Religiöse Fanatiker stecken in Guatemala einen indigenen Maya-Wissenschaftler in Brand und ermorden ihn. Die grausame Tat wirft ein Schlaglicht auf den grassierenden Rassismus und die religiöse Intoleranz in dem Land, in dem Lynchmorde keine Seltenheit sind. 

Die Traditionen der Maya sind in Guatemala aufgrund von Rassismus und Intoleranz in Gefahr. (Archivbild: Maya-Zeremonie). Foto: Achim Pohl/ Adveniat 

Das halbe Dorf schaut zu, als Domingo Choc auf dem Sportplatz von Chimay im Dschungel Guatemalas in Flammen aufgeht. Niemand unternimmt etwas. Erst als Handyvideos von dem abscheulichen Mord an dem 55-jährigen Maya-Heiler in die Medien gelangen, reagiert Guatemala bis hoch zum Präsidenten. „Ich bedauere und verurteile den Mord an Domingo Choc“, schreibt Staatschef Alejandro Giammatei auf Twitter. „Ich habe die Staatsanwaltschaft angewiesen, die Schuldigen vor Gericht zu bringen.“ Die nahm am Montag sieben Verdächtige fest, darunter denjenigen, der Choc beschuldigt hatte, einen alten Mann durch Hexerei getötet zu haben und fünf Angehörige des Toten. Sie alle sind ebenfalls Indigene und gehören charismatischen, evangelikalen Kirchen an, die aggressiv gegen traditionelles Wissen und interkulturellen Dialog predigen.

Bevor er starb, war Domingo Choc schon stundenlang gefoltert worden. Er sei ein Hexer, man müsse ihm den Teufel austreiben, warf ihm die aufgebrachte Familie vor. Die lokalen Autoritäten, herbeigerufen von besorgten Nachbarn, kamen in dem Haus vorbei, sahen den Misshandelten, wechselten ein paar Worte mit seinen Peinigern– und zogen unverrichteter Dinge wieder ab.
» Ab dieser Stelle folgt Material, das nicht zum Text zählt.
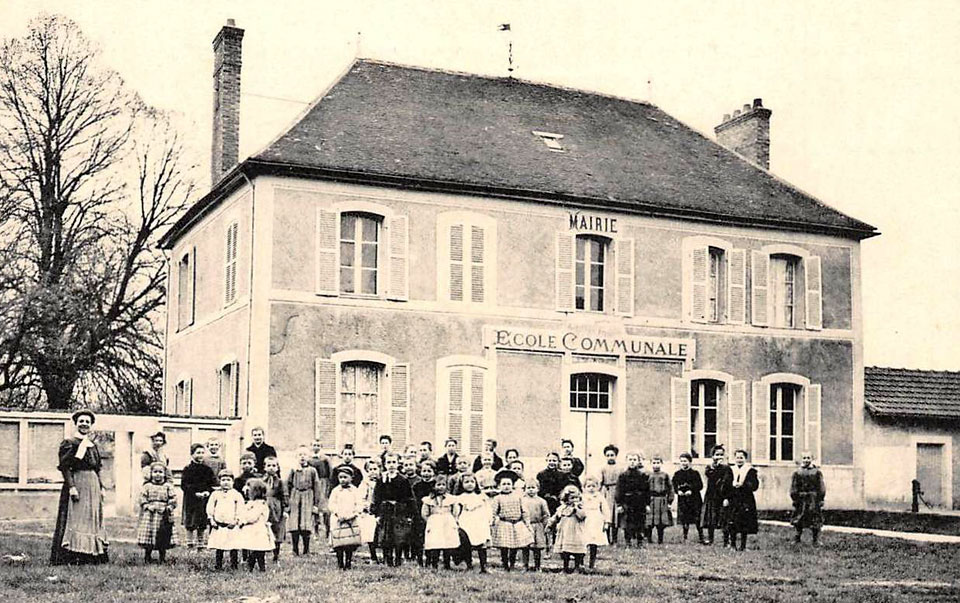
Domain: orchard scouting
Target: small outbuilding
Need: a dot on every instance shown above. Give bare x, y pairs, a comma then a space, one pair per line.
912, 431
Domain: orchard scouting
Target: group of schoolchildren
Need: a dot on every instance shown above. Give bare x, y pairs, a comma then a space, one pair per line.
412, 506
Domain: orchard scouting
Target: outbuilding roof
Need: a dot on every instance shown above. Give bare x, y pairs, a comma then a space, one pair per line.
435, 130
892, 392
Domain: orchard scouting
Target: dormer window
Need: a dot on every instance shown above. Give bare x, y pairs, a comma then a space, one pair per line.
551, 140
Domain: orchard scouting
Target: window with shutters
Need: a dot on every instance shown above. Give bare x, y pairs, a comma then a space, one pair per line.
786, 288
715, 285
228, 403
783, 411
183, 397
705, 395
714, 281
466, 257
784, 271
230, 265
186, 289
590, 273
359, 253
464, 393
591, 392
359, 407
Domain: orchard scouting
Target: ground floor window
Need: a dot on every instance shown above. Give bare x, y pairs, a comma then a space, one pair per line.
590, 391
783, 405
359, 404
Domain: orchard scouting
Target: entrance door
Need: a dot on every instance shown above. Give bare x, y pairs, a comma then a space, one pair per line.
930, 472
590, 421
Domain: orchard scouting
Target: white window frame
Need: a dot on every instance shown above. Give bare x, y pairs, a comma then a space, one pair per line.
358, 243
698, 431
724, 287
393, 250
468, 221
606, 244
231, 406
776, 410
471, 365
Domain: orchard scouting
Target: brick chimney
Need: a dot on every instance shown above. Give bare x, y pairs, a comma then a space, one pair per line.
747, 133
226, 100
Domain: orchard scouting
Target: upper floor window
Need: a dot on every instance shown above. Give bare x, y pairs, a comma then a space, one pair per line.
590, 391
186, 289
595, 274
230, 265
590, 275
784, 271
704, 416
786, 288
463, 400
714, 281
359, 253
466, 258
183, 397
228, 403
786, 418
362, 251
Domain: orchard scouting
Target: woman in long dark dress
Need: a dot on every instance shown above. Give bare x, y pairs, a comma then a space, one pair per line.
742, 512
713, 514
79, 536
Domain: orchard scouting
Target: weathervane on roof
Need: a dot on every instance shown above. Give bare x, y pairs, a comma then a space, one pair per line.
506, 27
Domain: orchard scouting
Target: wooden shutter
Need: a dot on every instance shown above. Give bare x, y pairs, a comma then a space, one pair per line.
477, 289
811, 426
192, 283
188, 397
456, 262
625, 277
737, 414
476, 409
680, 416
325, 403
230, 266
737, 287
761, 422
400, 404
699, 280
455, 407
328, 246
399, 250
235, 389
566, 247
814, 299
760, 287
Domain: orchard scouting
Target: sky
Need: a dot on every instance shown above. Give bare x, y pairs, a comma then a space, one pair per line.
863, 93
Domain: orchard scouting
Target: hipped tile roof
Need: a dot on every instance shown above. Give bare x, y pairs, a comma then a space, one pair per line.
891, 392
428, 129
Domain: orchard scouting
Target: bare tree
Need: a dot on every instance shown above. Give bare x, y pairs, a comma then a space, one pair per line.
89, 179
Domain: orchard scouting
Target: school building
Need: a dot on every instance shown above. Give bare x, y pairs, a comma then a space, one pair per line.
912, 432
433, 254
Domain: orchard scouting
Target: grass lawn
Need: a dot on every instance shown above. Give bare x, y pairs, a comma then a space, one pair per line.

Rassismus: "Traditionelles Wissen ist keine Hexerei"

Choc war ein angesehener Maya-Wissenschaftler und plante in Chimay einen botanischen Garten. Er arbeitete mit lokalen und internationalen Universitäten in Zürich und London zusammen und hatte viele Kontakte. Diese waren es, die aktiv wurden, sobald der grausame Mord bekannt wurde. „Wir verlangen Gerechtigkeit! Traditionelles Wissen ist keine Hexerei und kein Verbrechen #RassismusTötet“ twitterten indigene Gruppen und illustrierten dies mit Fotos, auf denen Choc im Dschungel bei der Inspektion von Heilpflanzen zu sehen ist.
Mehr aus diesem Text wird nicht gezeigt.